To run SQLFlow on a desktop computer running Windows, Linux, or macOS, follow below steps:

  1. install VirtualBox (v6.1.6 is recommended)

  2. download the released VirtualBox .ova file, you have two choices:

    • the minimized image (about 600M): shipped with all bootstrap files but no dependency docker images. When you start the playground, you will wait for a while to download the latest docker images, minikube framework and other packages.

      1. wget -c http://cdn.sqlflow.tech/latest/SQLFlowPlaygroundBare.ova
    • the full installed image (about 2G): with all dependencies, no extra downloading is needed when starting. Note that in this case, the images will not be updated automatically, you will do it manually when needed.

      1. wget -c http://cdn.sqlflow.tech/latest/SQLFlowPlaygroundFull.ova
  3. optional, download the sqlflow command-line tool released by SQLFlow CI.

After VirtualBox is installed, you can import the .ova file and start a VM. If you have a relative lower configuration, you can adjust the CPU core and RAM amount in VirtualBox’s setting panel, say, to 2 cores and 4G RAM. After that, you can log in the system through the VirtualBox GUI or through a ssh connection like below.
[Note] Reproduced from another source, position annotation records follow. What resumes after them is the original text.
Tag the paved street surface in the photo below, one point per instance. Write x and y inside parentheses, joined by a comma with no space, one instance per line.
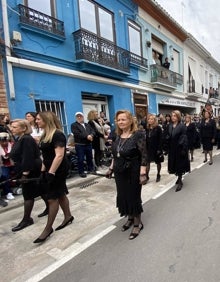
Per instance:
(92,203)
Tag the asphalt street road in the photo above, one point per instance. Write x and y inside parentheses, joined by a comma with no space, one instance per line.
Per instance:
(180,241)
(97,220)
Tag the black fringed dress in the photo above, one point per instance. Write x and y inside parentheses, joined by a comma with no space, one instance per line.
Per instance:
(129,154)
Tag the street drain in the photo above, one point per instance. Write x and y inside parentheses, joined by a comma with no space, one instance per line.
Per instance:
(88,184)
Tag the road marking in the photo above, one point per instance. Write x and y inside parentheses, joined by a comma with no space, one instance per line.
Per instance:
(70,253)
(168,187)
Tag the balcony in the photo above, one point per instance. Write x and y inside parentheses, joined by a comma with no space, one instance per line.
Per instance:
(164,79)
(194,89)
(94,54)
(213,95)
(37,21)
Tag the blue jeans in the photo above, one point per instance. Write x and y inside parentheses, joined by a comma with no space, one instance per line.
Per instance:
(84,152)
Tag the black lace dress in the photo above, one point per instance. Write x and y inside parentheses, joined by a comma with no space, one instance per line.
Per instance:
(129,154)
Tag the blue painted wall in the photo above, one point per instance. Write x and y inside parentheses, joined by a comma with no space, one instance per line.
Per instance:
(36,46)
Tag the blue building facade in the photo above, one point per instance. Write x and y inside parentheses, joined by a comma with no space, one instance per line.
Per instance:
(75,57)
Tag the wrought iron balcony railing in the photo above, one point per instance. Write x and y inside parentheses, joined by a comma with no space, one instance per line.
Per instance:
(90,47)
(162,75)
(191,86)
(138,60)
(42,21)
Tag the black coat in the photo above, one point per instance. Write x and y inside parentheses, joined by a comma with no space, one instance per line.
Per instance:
(154,143)
(191,135)
(178,158)
(81,132)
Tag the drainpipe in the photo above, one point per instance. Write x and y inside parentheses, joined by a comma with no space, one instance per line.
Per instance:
(8,50)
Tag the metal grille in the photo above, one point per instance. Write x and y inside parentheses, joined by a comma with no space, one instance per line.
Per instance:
(56,107)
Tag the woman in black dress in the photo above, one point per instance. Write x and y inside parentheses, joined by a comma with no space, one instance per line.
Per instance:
(129,167)
(154,145)
(26,155)
(208,133)
(54,171)
(98,143)
(191,134)
(178,157)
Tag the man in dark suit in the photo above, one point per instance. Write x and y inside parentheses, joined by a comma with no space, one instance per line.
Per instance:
(83,136)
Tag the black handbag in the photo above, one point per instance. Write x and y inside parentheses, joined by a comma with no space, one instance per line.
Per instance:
(160,157)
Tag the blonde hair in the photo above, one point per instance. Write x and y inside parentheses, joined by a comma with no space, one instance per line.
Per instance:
(23,124)
(188,116)
(133,126)
(178,114)
(52,124)
(92,115)
(155,124)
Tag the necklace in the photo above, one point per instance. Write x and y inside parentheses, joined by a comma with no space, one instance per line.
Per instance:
(121,143)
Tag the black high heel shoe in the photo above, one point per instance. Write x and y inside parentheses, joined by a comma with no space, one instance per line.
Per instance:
(179,186)
(133,234)
(41,240)
(44,213)
(65,224)
(127,225)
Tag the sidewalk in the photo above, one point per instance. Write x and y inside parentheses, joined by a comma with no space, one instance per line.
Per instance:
(92,202)
(74,181)
(77,181)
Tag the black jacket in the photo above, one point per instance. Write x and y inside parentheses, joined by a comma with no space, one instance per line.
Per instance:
(80,133)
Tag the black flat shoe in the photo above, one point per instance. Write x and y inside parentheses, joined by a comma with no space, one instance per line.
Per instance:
(133,234)
(44,213)
(179,187)
(22,225)
(41,240)
(65,224)
(127,225)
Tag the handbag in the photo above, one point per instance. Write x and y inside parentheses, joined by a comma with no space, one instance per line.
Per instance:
(159,157)
(121,164)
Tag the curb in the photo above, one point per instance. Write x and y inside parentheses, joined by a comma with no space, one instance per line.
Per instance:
(73,182)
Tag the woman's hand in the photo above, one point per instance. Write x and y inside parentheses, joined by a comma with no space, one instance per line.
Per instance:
(109,173)
(143,179)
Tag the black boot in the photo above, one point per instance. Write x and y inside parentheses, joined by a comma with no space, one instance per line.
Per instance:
(44,213)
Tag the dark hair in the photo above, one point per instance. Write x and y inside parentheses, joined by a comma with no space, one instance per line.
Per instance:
(33,114)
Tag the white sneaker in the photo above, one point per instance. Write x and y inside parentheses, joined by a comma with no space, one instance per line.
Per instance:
(10,196)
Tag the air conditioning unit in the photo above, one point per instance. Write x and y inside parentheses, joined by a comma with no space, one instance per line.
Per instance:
(16,36)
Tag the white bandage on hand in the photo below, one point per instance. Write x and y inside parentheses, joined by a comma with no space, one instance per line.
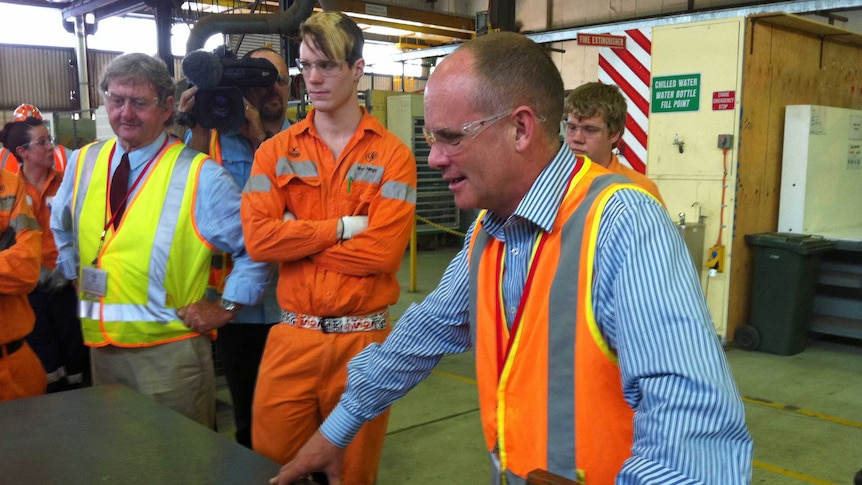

The default password of root is sqlflow.

  1. ssh -p2222 root@127.0.0.1
  2. root@127.0.0.1's password: sqlflow

Once logged in the VM, you will immediately see a script named start.bash, just run the script to start SQLFlow playground. It will output some hint messages for you, follow those hints, after a while, you will see something like Access Jupyter NoteBook at: http://127.0.0.1:8888/..., it means we are all set. Copy the link to your web browser and you will see SQLFlow’s Jupyter Notebook user interface, Enjoy it!

  1. ./start.bash

Or, if you has an AWS or Google Cloud account, you can upload the .ova file to start the VM on the cloud. AWS users can follow these steps.

Anyway, given a running VM, the end-user can run the following command to connect to it:

  1. sqlflow --sqlflow-server=my-vm.aws.com:50051

For End-users with Kubernetes (without a VM)

Now, SQLFlow playground supports directly installing on Kubernetes. Users can refer to this doc to apply a fast deployment.